One and a half years after a devastating fire raced through USS Lafayette (ex-Normandie), it was time to free the capsized former superliner from her shallow, watery grave. On 4 August 1943, final pumping operations began at New York’s Pier 88.
The operation, conducted during the middle World War II within one of the world’s busiest harbors, used technology today would be considered downright primitive. Jets of water were directed at the hull to break the suction as the ruined ocean greyhound gingerly rose upright from the muddy river bottom. Meanwhile, multiple pumps within the hull worked to remove the tons of accumulated silt weighing down the wreck. When the hull had been righted to a 45-degree angle, it was nudged to the center of the slip separating Piers 88 and 90, positioning it for the final righting process.

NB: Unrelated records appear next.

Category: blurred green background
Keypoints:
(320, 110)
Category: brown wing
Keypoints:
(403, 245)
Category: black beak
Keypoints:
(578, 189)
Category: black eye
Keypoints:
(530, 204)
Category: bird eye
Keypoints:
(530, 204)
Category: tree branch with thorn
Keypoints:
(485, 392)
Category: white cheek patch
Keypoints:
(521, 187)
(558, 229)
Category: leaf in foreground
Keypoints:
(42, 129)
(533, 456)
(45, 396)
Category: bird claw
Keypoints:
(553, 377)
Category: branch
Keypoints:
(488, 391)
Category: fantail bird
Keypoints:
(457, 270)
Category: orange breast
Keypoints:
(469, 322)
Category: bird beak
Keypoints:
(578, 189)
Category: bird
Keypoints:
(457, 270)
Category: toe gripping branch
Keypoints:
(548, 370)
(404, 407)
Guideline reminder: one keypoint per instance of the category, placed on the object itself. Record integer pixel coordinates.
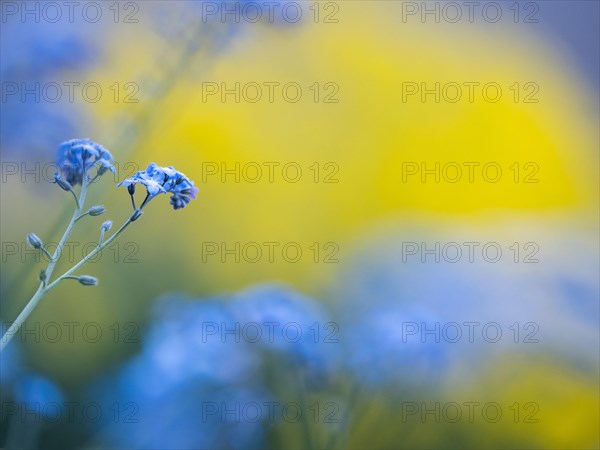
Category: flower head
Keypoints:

The process for removing toxic and environmentally-dangerous materials… Well, actually, people didn’t pay attention to such things in 1943, so there was no toxic materials removal process. Everything was more or less just dumped into the harbor.
Righting Lafayette was completed on 7 August 1943. With her superstructure removed, she was reclassified as an aircraft and transport ferry and placed in drydock in October 1943. After careful analysis, the Navy determined that the time and cost necessary to repair and convert the heavily damaged Lafayette was too high. She was sold as scrap in October 1946 to Lipsett, a New York-based salvage company. Scrapping was completed by the end of 1948.
Until 2014, Lafayette held the record as the world’s most expensive maritime salvage operation.